I now ordered teh RIDE DEUCE they should be a little softer and perhaps will work for me.


----------



## snoweater (Sep 21, 2010)

after about an hour of walking in the house in them i noticed some hot spots. When I just put them on they were perfectly comfy.

im going to wear them for a few days and keep you guys posted. when i loosened the boot a bit the pain went away but the hot spots where still there. Im going to keep yall updated.


----------



## legallyillegal (Oct 6, 2008)

i took a dump this morning


----------



## snoweater (Sep 21, 2010)

haha  thanks for the reply.


----------



## mOnky (Feb 8, 2009)

lol. i took a dump this afternoon.. twice
have u tried them on without the J bars?


----------



## snoweater (Sep 21, 2010)

mOnky said:


> lol. i took a dump this afternoon.. twice
> have u tried them on without the J bars?


i just took a dump... the J bars are comfy... no need to take them out the problem is in my for foot...


----------



## legallyillegal (Oct 6, 2008)

aftermarket insoles, proper socks


----------



## Milo303 (Apr 6, 2009)

The stock insoles in those boots aren't that bad actually

I replaced mine with Remind insoles and couldn't tell a major difference


----------



## snoweater (Sep 21, 2010)

Milo303 said:


> The stock insoles in those boots aren't that bad actually
> 
> I replaced mine with Remind insoles and couldn't tell a major difference


boots are going back after my feet started aching after about 20 min in them... getting a pair or RIDEs and seeing how they work out.


----------



## Milo303 (Apr 6, 2009)

Sucks they aren't for you. Did you tighten them to much? I know I get hot spots in mine if I crank em down to tight...

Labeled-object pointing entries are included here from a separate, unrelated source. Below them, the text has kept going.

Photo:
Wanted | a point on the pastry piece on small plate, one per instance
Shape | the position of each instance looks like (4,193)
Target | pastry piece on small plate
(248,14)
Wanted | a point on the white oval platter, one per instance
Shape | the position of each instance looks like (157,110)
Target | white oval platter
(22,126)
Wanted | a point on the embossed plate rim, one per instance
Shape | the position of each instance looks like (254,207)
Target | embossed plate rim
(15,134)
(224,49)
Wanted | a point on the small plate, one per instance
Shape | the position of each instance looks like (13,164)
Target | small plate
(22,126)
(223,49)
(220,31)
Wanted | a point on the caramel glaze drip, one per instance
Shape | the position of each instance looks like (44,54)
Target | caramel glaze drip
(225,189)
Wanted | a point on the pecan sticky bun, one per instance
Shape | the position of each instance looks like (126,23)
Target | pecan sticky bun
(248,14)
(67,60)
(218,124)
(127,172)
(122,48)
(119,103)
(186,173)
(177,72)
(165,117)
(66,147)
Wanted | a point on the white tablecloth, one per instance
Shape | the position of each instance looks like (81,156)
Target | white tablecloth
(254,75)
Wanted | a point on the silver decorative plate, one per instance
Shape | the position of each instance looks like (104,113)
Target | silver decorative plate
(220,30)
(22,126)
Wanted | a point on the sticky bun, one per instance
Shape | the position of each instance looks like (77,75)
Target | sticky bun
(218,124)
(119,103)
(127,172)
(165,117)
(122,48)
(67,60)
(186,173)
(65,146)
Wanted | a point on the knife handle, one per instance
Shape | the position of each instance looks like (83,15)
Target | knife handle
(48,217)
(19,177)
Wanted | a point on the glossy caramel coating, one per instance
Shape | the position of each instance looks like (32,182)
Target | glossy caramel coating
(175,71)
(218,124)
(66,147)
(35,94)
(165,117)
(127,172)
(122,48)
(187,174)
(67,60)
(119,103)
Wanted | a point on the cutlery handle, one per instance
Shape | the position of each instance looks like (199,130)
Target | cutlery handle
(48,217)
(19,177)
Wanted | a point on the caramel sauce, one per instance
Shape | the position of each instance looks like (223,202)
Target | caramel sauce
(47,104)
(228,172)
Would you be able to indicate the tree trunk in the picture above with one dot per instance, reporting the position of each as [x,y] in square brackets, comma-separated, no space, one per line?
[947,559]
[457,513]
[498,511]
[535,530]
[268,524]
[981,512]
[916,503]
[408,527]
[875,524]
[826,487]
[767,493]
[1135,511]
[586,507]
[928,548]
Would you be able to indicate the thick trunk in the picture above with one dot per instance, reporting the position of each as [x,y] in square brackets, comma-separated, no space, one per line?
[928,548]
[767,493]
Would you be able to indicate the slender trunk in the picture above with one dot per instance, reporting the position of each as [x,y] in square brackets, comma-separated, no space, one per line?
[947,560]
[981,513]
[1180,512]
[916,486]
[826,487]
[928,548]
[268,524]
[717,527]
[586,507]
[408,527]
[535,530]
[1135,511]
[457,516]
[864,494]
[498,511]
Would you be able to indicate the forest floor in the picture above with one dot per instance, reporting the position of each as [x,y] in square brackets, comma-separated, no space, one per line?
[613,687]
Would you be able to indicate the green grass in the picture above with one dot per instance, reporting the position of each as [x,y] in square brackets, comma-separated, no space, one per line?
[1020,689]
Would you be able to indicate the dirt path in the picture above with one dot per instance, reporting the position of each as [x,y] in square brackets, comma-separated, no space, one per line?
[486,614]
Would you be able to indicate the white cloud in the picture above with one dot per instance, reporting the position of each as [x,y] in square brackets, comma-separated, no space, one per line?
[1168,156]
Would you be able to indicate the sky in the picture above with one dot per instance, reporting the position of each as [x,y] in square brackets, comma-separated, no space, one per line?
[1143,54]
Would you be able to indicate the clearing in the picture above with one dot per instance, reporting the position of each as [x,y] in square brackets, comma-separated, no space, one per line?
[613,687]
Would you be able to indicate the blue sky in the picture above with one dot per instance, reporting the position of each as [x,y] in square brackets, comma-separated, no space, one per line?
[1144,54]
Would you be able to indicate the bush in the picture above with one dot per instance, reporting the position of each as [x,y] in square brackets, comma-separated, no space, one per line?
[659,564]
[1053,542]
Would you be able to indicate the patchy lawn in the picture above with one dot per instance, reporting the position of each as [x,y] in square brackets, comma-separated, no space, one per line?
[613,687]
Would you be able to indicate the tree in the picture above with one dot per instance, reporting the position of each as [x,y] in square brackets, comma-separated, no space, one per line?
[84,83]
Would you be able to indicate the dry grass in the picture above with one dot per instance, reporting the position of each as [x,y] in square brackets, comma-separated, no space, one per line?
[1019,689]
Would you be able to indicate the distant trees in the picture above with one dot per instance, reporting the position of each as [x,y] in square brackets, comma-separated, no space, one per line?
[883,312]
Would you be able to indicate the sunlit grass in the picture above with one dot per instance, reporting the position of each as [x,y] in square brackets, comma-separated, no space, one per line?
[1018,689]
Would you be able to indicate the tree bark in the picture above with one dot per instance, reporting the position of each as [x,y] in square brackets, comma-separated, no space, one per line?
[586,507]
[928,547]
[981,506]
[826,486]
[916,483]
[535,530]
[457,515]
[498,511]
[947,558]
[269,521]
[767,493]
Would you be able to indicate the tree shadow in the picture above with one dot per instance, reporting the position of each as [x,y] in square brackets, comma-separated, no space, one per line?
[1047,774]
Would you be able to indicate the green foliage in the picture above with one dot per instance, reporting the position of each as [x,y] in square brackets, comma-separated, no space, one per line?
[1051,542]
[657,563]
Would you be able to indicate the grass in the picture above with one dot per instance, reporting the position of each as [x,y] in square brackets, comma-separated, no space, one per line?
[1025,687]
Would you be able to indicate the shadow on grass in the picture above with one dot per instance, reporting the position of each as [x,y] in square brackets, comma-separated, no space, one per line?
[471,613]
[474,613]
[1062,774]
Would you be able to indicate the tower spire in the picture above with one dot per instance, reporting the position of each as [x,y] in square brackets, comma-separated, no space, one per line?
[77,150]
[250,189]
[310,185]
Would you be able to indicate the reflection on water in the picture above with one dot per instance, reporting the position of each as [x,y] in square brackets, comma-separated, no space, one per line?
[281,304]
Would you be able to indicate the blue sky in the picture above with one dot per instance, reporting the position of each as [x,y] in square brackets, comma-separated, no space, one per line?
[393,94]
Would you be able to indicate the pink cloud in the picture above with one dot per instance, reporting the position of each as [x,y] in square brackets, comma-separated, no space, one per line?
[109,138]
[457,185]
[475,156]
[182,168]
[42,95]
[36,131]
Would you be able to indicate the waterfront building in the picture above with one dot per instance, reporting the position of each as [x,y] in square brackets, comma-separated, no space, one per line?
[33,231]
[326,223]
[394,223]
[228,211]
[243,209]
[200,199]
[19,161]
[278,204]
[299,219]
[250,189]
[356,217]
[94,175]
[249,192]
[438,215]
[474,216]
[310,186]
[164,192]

But ya, I bet you won't go blabbing about how badass your next pair of boots are though ( =


----------



## snoweater (Sep 21, 2010)

Milo303 said:


> Sucks they aren't for you. Did you tighten them to much? I know I get hot spots in mine if I crank em down to tight...
> 
> But ya, I bet you won't go blabbing about how badass your next pair of boots are though ( =


im not blabbing how bad ass they are... I review all products I buy, I thought it would help out. Problem is my feet are defective...

Due to the high arch i have, the insoles are not closing enough there are gaps in the inside boot. The stitches where the tung starts out from are stretching apart because my foot is so wide...

I went with your advice regarding the RIDE DEUCE you recommanded for wider and high arch feet. Thanks btw.

they are nice boots though and if you don't have a defective foot like mine...


----------



## Music Moves (Jan 23, 2009)

I really dig mine for a medium stiffness... initially, I had to experiment with the double BOA to find exactly how I wanted them to fit, but I finally found it. I also adjust them based on what binding and terrain I'm riding... actually looking at softer boots right now as I want something that will give me the freedom to tweak jumps a little more... 

I have the overwhelming urge to take a dump for some reason... wouldn't mine getting one either.................










































That is a snow reference in case some of you are having "2 girls and a cup" thoughts... fucking nasty fuckers.


----------



## snoweater (Sep 21, 2010)

lol... thanks for that ref, i was having my lunch 2...


----------



## Mirage (Jun 16, 2010)

I just got a pair of Ride Insanos and if the Deuces are anything like those in fit you should like them. Granted my arch isn't as high as yours sounds but my feet were very comfy and warm after wearing them around the store for an hour.


----------